His turban, he told them, had been given to him by an African prince as a thank-you for getting rid of a troublesome zombie, but they weren’t sure they believed this story.
For one thing, when Seamus Finnigan asked eagerly to hear how Quirrell had fought off the zombie, Quirrell went pink and started talking about the weather; for another, they had noticed that a funny smell hung around the turban, and the Weasley twins insisted that it was stuffed full of garlic as well, so that Quirrell was protected wherever he went.
⚜ ⚜ ⚜
Delilah was very relieved to find out that she wasn’t the only person to just hear of magic. Lots of people had come from Muggle families and, like her, hadn’t had any idea that they were witches and wizards, now fairytale creatures are a whole other story.
There was so much to learn that even people like Ron didn’t have much of a head start. Although, Hermione woke Delilah up very early to give her a crash course in every subject.
Friday was an important day for Delilah. She finally managed to find their way down to the Great Hall for breakfast using the Weasley Twins’ route. “What have we got today?” Harry asked Delilah as he poured sugar on his porridge.
“Double Potions with the Slytherins.”
“Snape’s Head of Slytherin House. They say he always favors them. We’ll be able to see if it’s true.” Ron said with his mouth full.
“Of course.” Delilah rolled her eyes.
“Wish McGonagall favored us, ” said Harry. Professor McGonagall was head of Gryffindor House, but it hadn’t stopped her from giving them a huge pile of homework the day before.

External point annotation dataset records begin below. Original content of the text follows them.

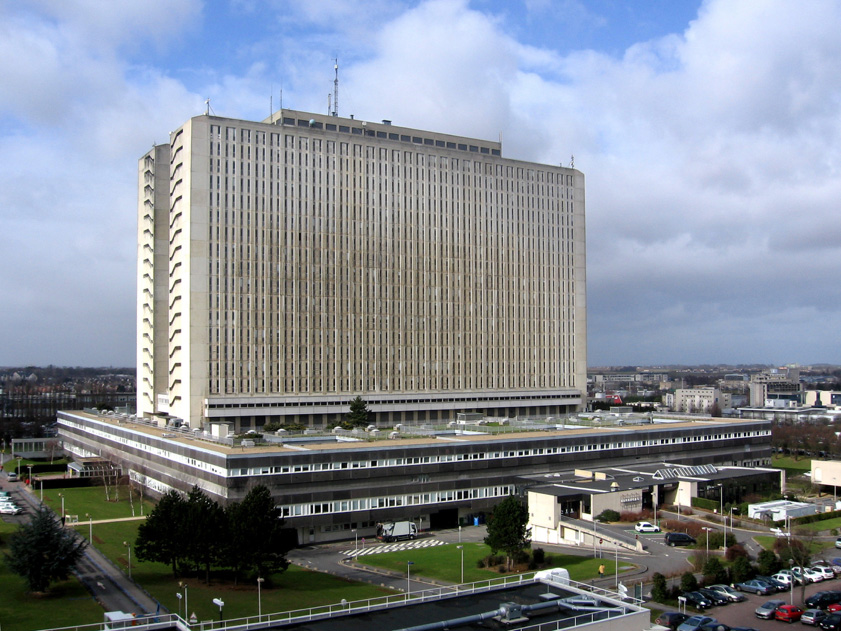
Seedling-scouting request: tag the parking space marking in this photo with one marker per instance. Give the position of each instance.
(392, 547)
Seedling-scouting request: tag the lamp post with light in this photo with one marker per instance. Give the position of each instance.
(220, 603)
(128, 546)
(186, 607)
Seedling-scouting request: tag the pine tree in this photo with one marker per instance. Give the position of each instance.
(358, 415)
(507, 528)
(43, 551)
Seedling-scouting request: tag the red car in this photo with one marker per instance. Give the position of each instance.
(788, 613)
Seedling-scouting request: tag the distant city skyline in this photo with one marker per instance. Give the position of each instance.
(709, 133)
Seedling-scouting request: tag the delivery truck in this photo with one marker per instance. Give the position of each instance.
(396, 530)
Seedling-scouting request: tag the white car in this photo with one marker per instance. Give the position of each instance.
(824, 571)
(783, 577)
(812, 575)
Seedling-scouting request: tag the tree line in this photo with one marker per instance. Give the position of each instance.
(193, 534)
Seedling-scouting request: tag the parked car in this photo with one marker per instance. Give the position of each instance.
(813, 616)
(679, 539)
(766, 610)
(728, 592)
(694, 623)
(785, 579)
(788, 613)
(835, 567)
(715, 597)
(697, 600)
(826, 571)
(672, 619)
(755, 587)
(777, 585)
(823, 599)
(798, 578)
(831, 623)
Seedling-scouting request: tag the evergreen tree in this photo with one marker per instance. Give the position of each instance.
(358, 416)
(43, 551)
(257, 543)
(206, 529)
(507, 528)
(162, 536)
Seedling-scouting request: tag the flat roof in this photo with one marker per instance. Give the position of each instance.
(467, 434)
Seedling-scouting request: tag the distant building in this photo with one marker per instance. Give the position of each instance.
(700, 400)
(778, 385)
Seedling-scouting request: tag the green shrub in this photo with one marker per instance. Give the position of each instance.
(608, 515)
(688, 582)
(659, 590)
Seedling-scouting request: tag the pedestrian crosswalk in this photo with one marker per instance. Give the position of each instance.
(392, 547)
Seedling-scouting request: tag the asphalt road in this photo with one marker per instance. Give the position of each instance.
(108, 585)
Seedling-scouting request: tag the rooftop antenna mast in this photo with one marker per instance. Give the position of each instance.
(335, 111)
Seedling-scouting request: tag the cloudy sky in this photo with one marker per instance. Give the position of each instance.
(709, 133)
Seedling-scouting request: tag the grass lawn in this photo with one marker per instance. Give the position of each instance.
(815, 547)
(91, 500)
(296, 588)
(791, 465)
(444, 563)
(69, 603)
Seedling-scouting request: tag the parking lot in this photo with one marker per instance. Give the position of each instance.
(742, 614)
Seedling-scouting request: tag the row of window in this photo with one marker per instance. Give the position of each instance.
(494, 455)
(394, 501)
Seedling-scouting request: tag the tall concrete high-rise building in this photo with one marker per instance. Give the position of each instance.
(288, 265)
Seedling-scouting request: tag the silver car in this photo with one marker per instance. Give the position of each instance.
(729, 593)
(766, 610)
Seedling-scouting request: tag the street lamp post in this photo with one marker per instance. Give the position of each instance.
(128, 546)
(708, 540)
(220, 603)
(616, 564)
(186, 605)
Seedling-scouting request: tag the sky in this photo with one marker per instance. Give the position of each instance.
(709, 133)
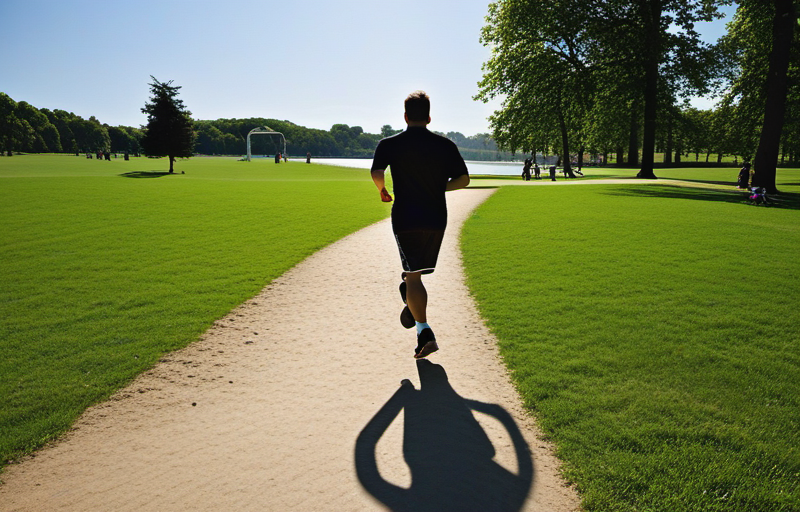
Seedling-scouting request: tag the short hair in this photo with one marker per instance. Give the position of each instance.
(418, 106)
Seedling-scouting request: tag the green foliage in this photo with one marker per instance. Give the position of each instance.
(107, 266)
(169, 124)
(653, 332)
(575, 71)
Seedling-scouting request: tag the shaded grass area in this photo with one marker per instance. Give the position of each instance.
(102, 275)
(654, 333)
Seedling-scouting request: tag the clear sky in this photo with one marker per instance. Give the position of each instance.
(315, 63)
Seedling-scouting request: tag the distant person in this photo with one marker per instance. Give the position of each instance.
(424, 166)
(526, 170)
(743, 181)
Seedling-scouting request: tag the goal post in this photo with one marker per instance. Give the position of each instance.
(261, 130)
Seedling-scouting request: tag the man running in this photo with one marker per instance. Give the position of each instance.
(423, 166)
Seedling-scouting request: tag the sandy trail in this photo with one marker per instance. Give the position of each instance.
(266, 411)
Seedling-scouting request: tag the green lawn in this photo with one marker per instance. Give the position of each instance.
(654, 331)
(108, 265)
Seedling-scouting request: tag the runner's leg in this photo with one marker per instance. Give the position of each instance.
(416, 296)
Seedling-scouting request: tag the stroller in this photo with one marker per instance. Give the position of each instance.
(758, 195)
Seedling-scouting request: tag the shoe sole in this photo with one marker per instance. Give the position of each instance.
(407, 319)
(426, 350)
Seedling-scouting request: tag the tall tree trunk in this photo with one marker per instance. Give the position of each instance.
(668, 150)
(776, 87)
(650, 11)
(565, 145)
(651, 16)
(633, 140)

Just then, the mail arrived. Delilah had gotten used to this by now, but it had given her a bit of a shock on the first morning, when about a hundred owls had suddenly streamed into the Great Hall during breakfast, circling the tables until they saw their owners, and dropping letters and packages onto their laps.
With as many people Delilah has associated with, she still hasn’t spoken to the Weasley Twins. She would sometimes try to ask Ron more about them, but he was either playing Wizard Chess, talking to Harry, eating, or complaining about work.

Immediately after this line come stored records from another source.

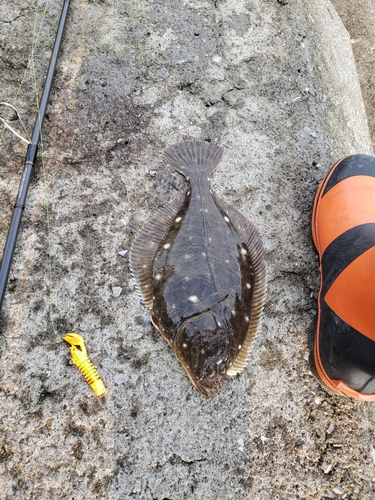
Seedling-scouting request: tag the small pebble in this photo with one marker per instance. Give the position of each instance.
(241, 444)
(331, 494)
(330, 429)
(338, 490)
(116, 290)
(115, 197)
(121, 379)
(328, 469)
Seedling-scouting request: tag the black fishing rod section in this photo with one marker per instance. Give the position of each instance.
(30, 159)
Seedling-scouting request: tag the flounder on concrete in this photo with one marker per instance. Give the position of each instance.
(200, 267)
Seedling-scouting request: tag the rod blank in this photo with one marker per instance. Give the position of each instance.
(30, 159)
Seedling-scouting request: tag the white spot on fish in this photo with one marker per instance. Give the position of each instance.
(193, 298)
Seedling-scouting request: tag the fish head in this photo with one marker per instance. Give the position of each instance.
(200, 346)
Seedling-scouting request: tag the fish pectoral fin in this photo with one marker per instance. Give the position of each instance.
(253, 243)
(145, 246)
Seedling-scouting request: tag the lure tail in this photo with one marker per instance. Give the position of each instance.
(189, 156)
(82, 361)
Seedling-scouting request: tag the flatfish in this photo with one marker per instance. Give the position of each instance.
(200, 267)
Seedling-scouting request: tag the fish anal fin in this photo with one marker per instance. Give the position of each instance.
(253, 243)
(188, 156)
(146, 244)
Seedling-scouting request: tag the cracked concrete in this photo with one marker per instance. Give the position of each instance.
(275, 84)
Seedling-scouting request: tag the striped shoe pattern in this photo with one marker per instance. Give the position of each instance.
(342, 346)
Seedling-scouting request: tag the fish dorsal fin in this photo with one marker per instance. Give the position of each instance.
(146, 245)
(253, 242)
(187, 156)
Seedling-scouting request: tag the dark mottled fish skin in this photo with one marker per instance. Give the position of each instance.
(200, 267)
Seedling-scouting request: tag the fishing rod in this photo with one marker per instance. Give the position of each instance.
(30, 159)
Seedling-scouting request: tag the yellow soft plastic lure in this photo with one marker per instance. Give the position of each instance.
(81, 359)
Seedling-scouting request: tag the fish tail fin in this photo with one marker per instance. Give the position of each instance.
(189, 156)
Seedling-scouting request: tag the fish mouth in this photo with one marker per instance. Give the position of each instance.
(208, 385)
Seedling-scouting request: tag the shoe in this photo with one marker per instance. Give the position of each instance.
(342, 355)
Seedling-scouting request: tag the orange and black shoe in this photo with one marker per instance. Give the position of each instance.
(342, 347)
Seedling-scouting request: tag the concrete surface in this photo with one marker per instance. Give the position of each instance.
(275, 83)
(359, 19)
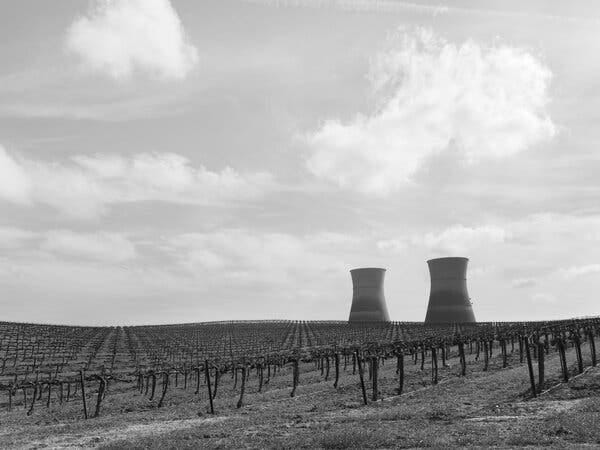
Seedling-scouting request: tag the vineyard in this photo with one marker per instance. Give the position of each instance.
(221, 364)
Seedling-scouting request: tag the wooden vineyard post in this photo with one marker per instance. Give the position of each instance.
(434, 368)
(530, 367)
(101, 389)
(592, 346)
(242, 387)
(33, 399)
(400, 369)
(563, 359)
(361, 376)
(485, 355)
(197, 381)
(336, 359)
(82, 381)
(577, 341)
(165, 386)
(540, 366)
(207, 375)
(153, 376)
(521, 349)
(463, 361)
(217, 378)
(375, 370)
(295, 377)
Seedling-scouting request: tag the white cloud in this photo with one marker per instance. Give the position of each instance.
(432, 95)
(578, 271)
(100, 246)
(86, 186)
(543, 297)
(239, 257)
(12, 237)
(458, 238)
(120, 37)
(15, 185)
(523, 282)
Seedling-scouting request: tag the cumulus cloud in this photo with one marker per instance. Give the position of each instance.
(119, 37)
(86, 185)
(432, 95)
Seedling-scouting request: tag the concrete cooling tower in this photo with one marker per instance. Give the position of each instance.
(448, 299)
(368, 302)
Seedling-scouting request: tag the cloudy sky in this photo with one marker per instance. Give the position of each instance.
(181, 161)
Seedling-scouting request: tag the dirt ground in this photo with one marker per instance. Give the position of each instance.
(490, 408)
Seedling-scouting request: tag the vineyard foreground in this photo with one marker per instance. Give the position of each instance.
(300, 384)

This morning, however, Delilah was given a charmed airplane at breakfast. She tore it open at once. It said:
Hey there Delilah,
Just a heads up, stay away from the Ravenclaw table during breakfast tomorrow.
Delilah borrowed Hermione’s quill, scribbled Sounds good, can’t wait to see what happens on the back of the note, and sent the plane off again.
It was lucky that Delilah had a pranks to look forward to, because the Potions lesson turned out to be the worst class, but yet interesting, so far.